J Neurochem. 2009 Jun;109(5):1338-47
Authors: Gao QG, Chen WF, Xie JX, Wong MS
Abstract Our previous studies have demonstrated that ginsenoside Rg1 is a novel class of potent phytoestrogen and can mimic the action of estradiol in stimulation of MCF-7 cell growth by the crosstalk between insulin-like growth factor-I receptor (IGF-IR)-dependent pathway and estrogen receptor (ER)-dependent pathway. The present study was designed to investigate the neuroprotective effects of ginsenoside Rg1 against 6-hydroxydopamine (6-OHDA)-induced neurotoxicity in human neuroblastoma SK-N-SH cells and the possible mechanisms.
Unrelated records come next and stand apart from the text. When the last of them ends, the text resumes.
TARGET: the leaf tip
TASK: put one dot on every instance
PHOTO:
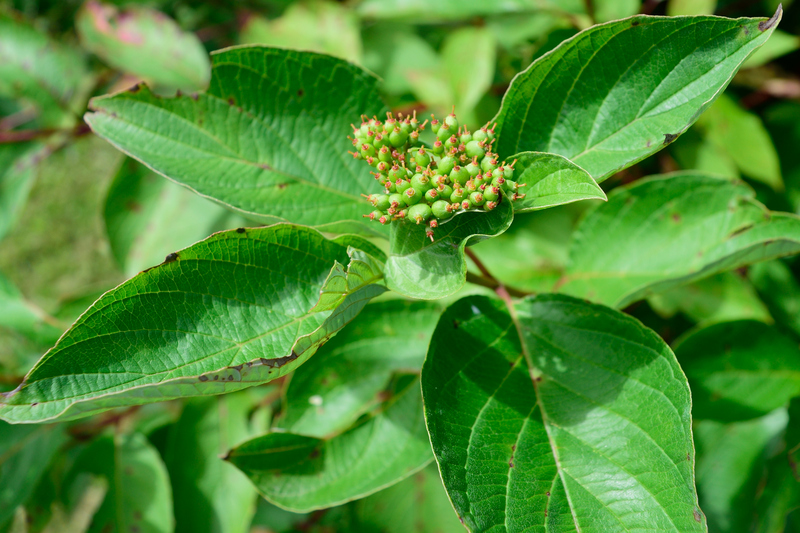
(772, 21)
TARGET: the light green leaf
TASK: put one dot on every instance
(38, 70)
(268, 138)
(313, 25)
(25, 453)
(139, 496)
(719, 298)
(548, 180)
(781, 494)
(147, 217)
(730, 462)
(240, 308)
(780, 290)
(345, 378)
(739, 370)
(595, 435)
(302, 473)
(670, 230)
(444, 10)
(619, 92)
(206, 430)
(420, 268)
(742, 137)
(781, 43)
(417, 505)
(144, 42)
(468, 57)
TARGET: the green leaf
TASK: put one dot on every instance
(781, 43)
(345, 378)
(594, 434)
(741, 136)
(315, 26)
(38, 70)
(670, 230)
(730, 462)
(240, 308)
(302, 473)
(548, 180)
(420, 268)
(147, 217)
(619, 92)
(739, 370)
(781, 494)
(719, 298)
(780, 290)
(417, 505)
(144, 42)
(139, 496)
(207, 429)
(268, 138)
(25, 453)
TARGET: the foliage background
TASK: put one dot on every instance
(77, 217)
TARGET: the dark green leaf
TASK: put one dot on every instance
(139, 496)
(25, 453)
(147, 217)
(670, 230)
(345, 378)
(548, 180)
(739, 370)
(268, 138)
(421, 268)
(210, 495)
(595, 434)
(730, 462)
(618, 92)
(302, 473)
(240, 308)
(38, 70)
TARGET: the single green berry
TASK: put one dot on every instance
(412, 196)
(419, 213)
(477, 198)
(475, 149)
(441, 209)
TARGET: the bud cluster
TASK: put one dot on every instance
(429, 185)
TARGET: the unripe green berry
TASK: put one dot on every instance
(475, 149)
(441, 209)
(459, 175)
(419, 213)
(412, 196)
(445, 165)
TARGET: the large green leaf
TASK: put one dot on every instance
(346, 377)
(139, 496)
(268, 138)
(206, 430)
(739, 370)
(302, 473)
(38, 70)
(146, 217)
(595, 435)
(548, 180)
(421, 268)
(25, 453)
(240, 308)
(670, 230)
(730, 462)
(145, 43)
(618, 92)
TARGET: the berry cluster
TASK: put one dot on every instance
(429, 185)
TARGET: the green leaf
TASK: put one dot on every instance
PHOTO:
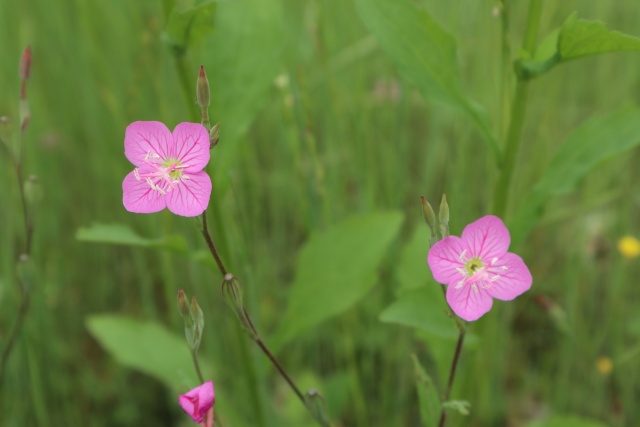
(428, 397)
(566, 421)
(579, 37)
(423, 308)
(187, 27)
(576, 38)
(146, 347)
(118, 234)
(592, 142)
(336, 269)
(425, 54)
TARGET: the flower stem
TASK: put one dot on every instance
(211, 245)
(254, 333)
(518, 112)
(452, 374)
(196, 363)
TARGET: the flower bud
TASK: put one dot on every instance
(317, 407)
(444, 217)
(183, 306)
(232, 294)
(214, 135)
(202, 89)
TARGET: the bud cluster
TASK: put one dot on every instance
(430, 219)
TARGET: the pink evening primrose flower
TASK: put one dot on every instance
(477, 268)
(169, 168)
(198, 402)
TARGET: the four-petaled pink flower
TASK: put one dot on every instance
(197, 402)
(168, 169)
(477, 268)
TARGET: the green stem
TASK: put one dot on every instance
(518, 112)
(452, 374)
(196, 363)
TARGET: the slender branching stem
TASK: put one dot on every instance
(452, 374)
(196, 363)
(517, 117)
(211, 245)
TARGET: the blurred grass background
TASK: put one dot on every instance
(316, 125)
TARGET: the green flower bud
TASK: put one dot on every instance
(444, 217)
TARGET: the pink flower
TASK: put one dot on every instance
(198, 402)
(168, 169)
(478, 268)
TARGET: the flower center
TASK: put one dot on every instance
(477, 272)
(163, 176)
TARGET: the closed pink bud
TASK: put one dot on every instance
(197, 402)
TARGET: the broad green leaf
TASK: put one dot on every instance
(575, 39)
(428, 396)
(242, 59)
(336, 269)
(187, 27)
(146, 347)
(425, 54)
(119, 234)
(566, 421)
(579, 37)
(592, 142)
(423, 308)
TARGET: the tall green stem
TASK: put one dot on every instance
(517, 117)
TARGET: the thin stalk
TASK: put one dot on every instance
(517, 117)
(452, 374)
(211, 245)
(196, 363)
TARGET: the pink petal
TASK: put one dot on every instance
(487, 238)
(191, 146)
(468, 302)
(444, 259)
(513, 281)
(190, 197)
(197, 402)
(142, 138)
(139, 197)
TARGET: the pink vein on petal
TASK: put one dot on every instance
(487, 238)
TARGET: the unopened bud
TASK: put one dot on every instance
(317, 407)
(33, 192)
(430, 219)
(232, 295)
(444, 217)
(183, 306)
(214, 135)
(202, 89)
(25, 63)
(196, 314)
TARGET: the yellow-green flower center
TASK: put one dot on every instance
(473, 266)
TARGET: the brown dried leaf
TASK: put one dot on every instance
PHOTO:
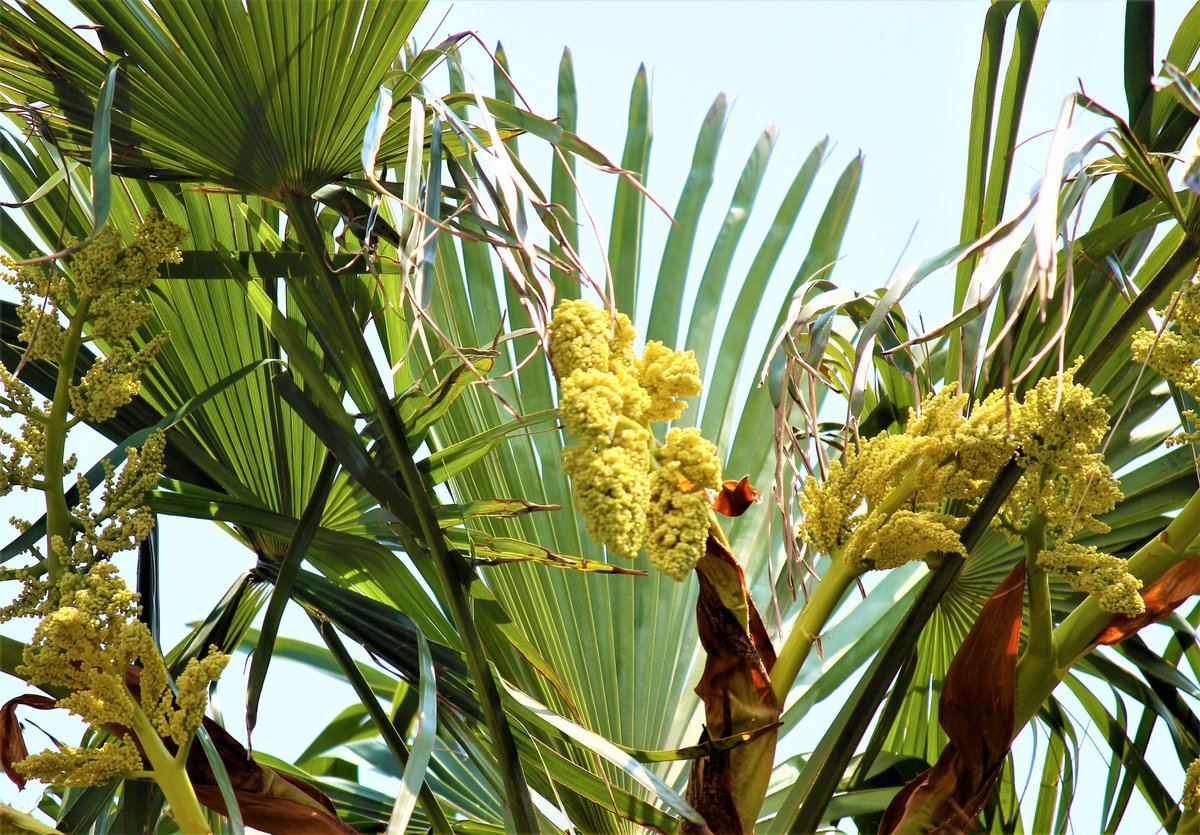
(727, 787)
(736, 497)
(977, 710)
(1162, 596)
(12, 742)
(271, 802)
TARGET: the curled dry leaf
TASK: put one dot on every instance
(736, 497)
(727, 787)
(1162, 598)
(270, 802)
(12, 742)
(977, 710)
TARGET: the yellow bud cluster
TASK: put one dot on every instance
(691, 458)
(1103, 576)
(1055, 427)
(1191, 800)
(611, 487)
(676, 526)
(114, 380)
(87, 646)
(889, 541)
(666, 376)
(607, 398)
(123, 521)
(115, 275)
(882, 503)
(879, 506)
(77, 768)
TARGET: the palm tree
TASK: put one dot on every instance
(427, 539)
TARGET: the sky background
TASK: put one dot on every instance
(892, 80)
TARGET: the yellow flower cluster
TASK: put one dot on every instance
(77, 768)
(677, 520)
(114, 276)
(25, 448)
(879, 506)
(87, 646)
(123, 521)
(882, 504)
(630, 491)
(1191, 800)
(1097, 574)
(1055, 428)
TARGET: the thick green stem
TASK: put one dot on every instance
(807, 629)
(1042, 641)
(58, 515)
(172, 779)
(521, 814)
(1038, 678)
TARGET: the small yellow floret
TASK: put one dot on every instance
(1103, 576)
(77, 768)
(1191, 799)
(580, 336)
(667, 374)
(611, 487)
(901, 538)
(676, 527)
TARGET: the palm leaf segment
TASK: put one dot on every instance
(268, 100)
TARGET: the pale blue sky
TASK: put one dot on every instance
(892, 79)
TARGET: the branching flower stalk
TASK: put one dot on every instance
(89, 642)
(633, 491)
(885, 503)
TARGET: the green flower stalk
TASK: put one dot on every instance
(886, 502)
(89, 641)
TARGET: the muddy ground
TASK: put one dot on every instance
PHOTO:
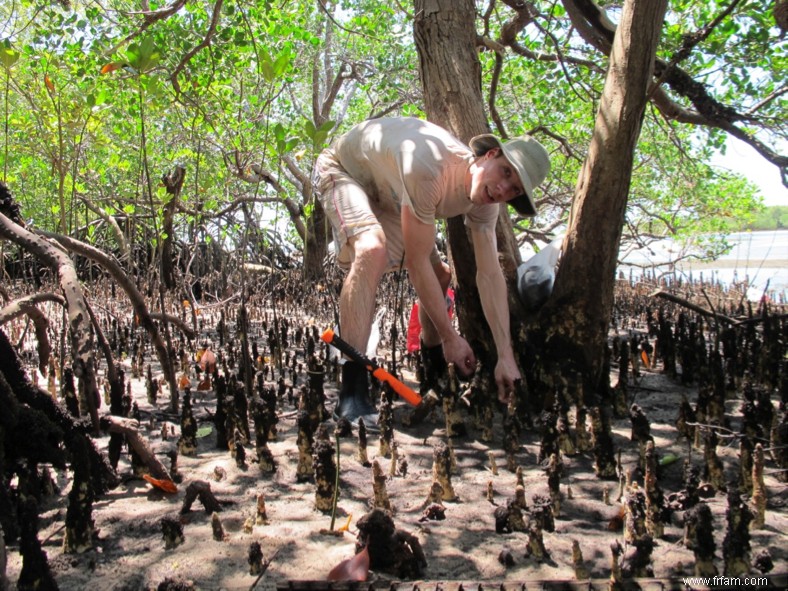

Pre-treatment with ginsenoside Rg1 resulted in an enhancement of survival, and significant rescue occurred at the concentration of 0.01 muM on cell viability against 6-OHDA-induced neurotoxicity. These effects could be completely blocked by IGF-IR antagonist JB-1 or ER antagonist ICI 182780. 6-OHDA arrested the cells at G(0)G(1) phase and prevented S phase entry. Rg1 pre-treatment could reverse the cytostatic effect of 6-OHDA. Ginsenoside Rg1 also could attenuate 6-OHDA-induced decrease in mitochondrial membrane potential. These effects could also be completely blocked by JB-1 or ICI 182780. Furthermore, 6-OHDA-induced up-regulation of Bax and down-regulation of Bcl-2 mRNA and protein expression could be restored by Rg1 pre-treatment. Rg1 pre-treatment could reverse the down-regulation of ERalpha protein expression induced by 6-OHDA treatment. Cells transfected with the estrogen responsive element (ERE)-luciferase reporter construct exhibited significantly increased ERE-luciferase activity in the Rg1 presence, suggesting that the estrogenic effects of Rg1 were mediated through the endogenous ERs. These results suggest that ginsenoside Rg1 may attenuate 6-OHDA-induced apoptosis and its action might involve the activation of IGF-IR signaling pathway and ER signaling pathway.